高嶺竜児は都大会の決勝で剣崎順と争うも破れ、準優勝。が、剣崎は腕の手術のため全国大会を欠場することになり、準優勝の高嶺が繰り上がりで都代表として出場。準決勝で志那虎を破り、決勝で河井武士を破って日本チャンピオンとなる。高嶺、河井、志那虎、準決勝で河井に敗れた香取石松、これに手術が成功し帰国した剣崎の5人が日本のベスト5のジュニアボクサーということになる(剣崎は高嶺に勝っているから、理屈で言えばジュニアチャンピオンの高嶺より上ということになるが、チャンピオンカーニバルで一勝もしていない剣崎が偉そうに日本最強を名乗り、誰もこれに異論をはさまないのがすごい)。

その後は、日米決戦、影道決戦、世界大会と、5対5の団体戦が続く。

こうした場合、格下相手には圧勝しても、競合相手には(読者をハラハラさせるため)苦戦しなければならない。そのため、強かったはずの味方が負ける……のが普通である。

「1・2の三四郎」では、時代的には「リングにかけろ」より少し早い。これもスポーツ漫画に革命を起こした作品だが、ハラハラさせ方は伝統を踏襲している。ラグビー編では、クラブ祭のリレーで格闘部とラグビー部の一騎打ちとなり、一番手の参豪はリードするも虎吉であっさり抜き返され、馬之助が追い付き、四人目、東三四郎と飛鳥純との争いとなる。柔道編では、1~3回戦は圧勝したが、準決勝の明新高校戦では虎吉が負けた。
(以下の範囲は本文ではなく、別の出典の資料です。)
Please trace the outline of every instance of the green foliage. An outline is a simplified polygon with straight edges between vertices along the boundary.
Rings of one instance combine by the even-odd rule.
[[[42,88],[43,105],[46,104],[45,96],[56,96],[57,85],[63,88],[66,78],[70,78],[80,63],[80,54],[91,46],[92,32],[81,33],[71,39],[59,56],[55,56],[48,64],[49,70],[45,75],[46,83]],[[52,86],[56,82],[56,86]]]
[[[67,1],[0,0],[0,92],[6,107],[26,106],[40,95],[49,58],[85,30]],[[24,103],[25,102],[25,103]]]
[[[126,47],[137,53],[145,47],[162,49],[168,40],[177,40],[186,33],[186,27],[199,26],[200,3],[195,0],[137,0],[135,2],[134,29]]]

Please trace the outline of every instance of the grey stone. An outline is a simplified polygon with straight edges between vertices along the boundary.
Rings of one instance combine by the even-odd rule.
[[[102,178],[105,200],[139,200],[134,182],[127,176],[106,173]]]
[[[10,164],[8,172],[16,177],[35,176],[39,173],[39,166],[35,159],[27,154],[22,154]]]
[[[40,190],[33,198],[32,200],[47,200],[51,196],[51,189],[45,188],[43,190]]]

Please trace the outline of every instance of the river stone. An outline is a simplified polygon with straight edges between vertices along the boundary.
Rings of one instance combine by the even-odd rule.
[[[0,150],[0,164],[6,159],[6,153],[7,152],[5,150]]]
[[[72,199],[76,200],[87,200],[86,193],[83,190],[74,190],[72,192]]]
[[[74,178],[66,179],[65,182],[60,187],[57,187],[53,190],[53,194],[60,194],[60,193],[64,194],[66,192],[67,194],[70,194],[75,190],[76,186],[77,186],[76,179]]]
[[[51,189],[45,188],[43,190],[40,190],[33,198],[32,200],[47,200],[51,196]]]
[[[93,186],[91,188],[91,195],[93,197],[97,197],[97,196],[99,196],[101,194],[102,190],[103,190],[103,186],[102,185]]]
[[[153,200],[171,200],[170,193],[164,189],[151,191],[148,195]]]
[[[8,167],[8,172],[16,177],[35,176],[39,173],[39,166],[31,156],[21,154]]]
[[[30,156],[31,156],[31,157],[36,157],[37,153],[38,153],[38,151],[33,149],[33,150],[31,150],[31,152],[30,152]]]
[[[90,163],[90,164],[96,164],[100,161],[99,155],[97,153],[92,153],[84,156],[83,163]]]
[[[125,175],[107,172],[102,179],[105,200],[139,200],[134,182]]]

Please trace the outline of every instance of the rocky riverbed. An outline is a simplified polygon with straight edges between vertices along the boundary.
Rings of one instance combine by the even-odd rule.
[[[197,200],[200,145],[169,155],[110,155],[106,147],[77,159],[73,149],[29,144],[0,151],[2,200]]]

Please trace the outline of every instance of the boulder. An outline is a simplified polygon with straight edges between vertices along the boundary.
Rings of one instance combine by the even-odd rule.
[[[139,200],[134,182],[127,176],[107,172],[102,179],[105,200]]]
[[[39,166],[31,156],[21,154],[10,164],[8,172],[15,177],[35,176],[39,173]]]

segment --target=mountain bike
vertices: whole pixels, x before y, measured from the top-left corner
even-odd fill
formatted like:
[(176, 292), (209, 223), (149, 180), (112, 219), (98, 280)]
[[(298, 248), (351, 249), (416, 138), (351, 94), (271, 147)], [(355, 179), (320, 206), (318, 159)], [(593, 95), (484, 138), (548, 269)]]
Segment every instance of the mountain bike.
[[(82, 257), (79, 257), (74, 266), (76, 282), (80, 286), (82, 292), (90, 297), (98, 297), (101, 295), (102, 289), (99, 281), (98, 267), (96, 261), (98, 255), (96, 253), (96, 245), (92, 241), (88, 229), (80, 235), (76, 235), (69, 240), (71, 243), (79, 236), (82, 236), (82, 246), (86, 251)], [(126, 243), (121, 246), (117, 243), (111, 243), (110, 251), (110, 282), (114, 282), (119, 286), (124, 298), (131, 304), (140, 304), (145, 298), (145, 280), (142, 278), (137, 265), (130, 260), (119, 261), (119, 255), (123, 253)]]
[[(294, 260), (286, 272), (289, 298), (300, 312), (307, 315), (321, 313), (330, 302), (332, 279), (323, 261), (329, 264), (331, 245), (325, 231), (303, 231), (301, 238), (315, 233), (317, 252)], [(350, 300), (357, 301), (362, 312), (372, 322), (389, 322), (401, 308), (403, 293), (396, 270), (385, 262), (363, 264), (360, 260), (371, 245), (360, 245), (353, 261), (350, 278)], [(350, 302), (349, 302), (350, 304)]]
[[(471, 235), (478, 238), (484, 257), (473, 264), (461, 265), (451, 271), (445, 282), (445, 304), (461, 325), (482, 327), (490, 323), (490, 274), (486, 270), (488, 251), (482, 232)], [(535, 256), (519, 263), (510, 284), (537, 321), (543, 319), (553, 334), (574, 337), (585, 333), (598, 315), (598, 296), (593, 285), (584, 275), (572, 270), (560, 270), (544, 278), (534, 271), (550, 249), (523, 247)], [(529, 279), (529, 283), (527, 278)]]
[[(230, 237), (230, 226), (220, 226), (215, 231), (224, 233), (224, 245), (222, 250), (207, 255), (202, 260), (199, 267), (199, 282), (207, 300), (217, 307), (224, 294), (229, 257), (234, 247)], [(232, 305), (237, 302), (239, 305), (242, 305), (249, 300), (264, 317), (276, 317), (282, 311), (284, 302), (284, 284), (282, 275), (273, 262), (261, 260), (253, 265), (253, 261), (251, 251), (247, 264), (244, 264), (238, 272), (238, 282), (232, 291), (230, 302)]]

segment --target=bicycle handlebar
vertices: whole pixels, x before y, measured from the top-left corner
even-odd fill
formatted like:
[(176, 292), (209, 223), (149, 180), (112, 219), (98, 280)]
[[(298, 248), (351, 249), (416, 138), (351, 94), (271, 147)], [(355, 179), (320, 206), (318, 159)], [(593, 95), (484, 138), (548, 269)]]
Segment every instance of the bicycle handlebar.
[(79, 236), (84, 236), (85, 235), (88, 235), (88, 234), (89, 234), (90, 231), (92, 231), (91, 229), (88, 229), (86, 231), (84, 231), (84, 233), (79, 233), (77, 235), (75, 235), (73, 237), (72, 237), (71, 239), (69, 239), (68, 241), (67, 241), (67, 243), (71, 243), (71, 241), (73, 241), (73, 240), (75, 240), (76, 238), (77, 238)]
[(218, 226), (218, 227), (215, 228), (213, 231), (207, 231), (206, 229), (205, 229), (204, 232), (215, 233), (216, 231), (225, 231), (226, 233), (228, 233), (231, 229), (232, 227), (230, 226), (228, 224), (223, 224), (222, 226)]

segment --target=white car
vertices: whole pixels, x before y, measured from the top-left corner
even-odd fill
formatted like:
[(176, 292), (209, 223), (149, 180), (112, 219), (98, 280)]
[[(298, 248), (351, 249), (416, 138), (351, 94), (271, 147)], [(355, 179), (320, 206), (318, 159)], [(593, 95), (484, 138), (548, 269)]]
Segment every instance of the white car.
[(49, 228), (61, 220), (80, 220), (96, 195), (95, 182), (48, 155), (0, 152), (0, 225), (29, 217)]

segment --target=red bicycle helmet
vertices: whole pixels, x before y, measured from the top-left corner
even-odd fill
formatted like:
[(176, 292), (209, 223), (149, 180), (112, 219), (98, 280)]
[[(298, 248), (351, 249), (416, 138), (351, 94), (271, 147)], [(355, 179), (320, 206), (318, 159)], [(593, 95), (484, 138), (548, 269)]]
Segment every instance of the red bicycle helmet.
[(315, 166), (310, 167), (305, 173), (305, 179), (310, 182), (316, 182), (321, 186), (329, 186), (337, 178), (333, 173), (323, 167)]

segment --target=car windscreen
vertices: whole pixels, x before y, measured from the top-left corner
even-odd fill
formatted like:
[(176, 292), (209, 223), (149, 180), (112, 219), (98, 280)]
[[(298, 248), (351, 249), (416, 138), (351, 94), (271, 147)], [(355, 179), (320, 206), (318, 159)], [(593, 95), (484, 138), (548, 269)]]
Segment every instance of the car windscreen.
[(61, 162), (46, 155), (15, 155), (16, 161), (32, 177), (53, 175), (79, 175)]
主人公の三四郎以外も、馬之助はレスリングの、参豪は柔道のインターハイ選手である一方、虎吉は美術部の出身であるせいか、虎吉が負け役になることが多かった。虎吉が好きだった自分は、納得のいかないものを感じつつも、ストーリーの展開上、致し方ないことは理解していた。

これに対し「リングにかけろ」では、剣崎も高嶺も、河井も志那虎も、石松も、誰一人負けない。だから、誰のファンであっても失望することがない。結果だけを見れば圧勝だが、試合経過自体は苦戦も多く、決して楽勝だったわけではない……という描き方がうまいのだ。十分ハラハラするけれども、最後はスカッと決めてくれる。これがよかったと思うのだ。

もう一つ、都大会の一回戦、辻本戦のみは延々と描かれたが、それ以降は、ごく一部の試合を覗いて、ほとんどの試合は一週間で決着がついている(週刊誌連載の一回分で試合が終わる)。怒涛の展開である。このスピード感が心地よかった。極めてテンポよく話が進んでいくのだ。敢えて名前を挙げるが、「はじめの一歩」などはどんどん試合時間が長くなっていく。それだけ緻密に描いているのは間違いないが、「いつまでやっているんだ」という気になるのも事実である。

あしたのジョー」は全20巻、「リングにかけろ」は25巻。当時はこれでも大長編だった。最近は気が付くと30巻、40巻と続いている漫画が珍しくない。それに見合う内容があればもちろんいいのだが、展開が非常にゆっくりしていることも多い。「リンクにかけろ」のスピード感は、現代の漫画家には大いに見習ってもらいたいと思う。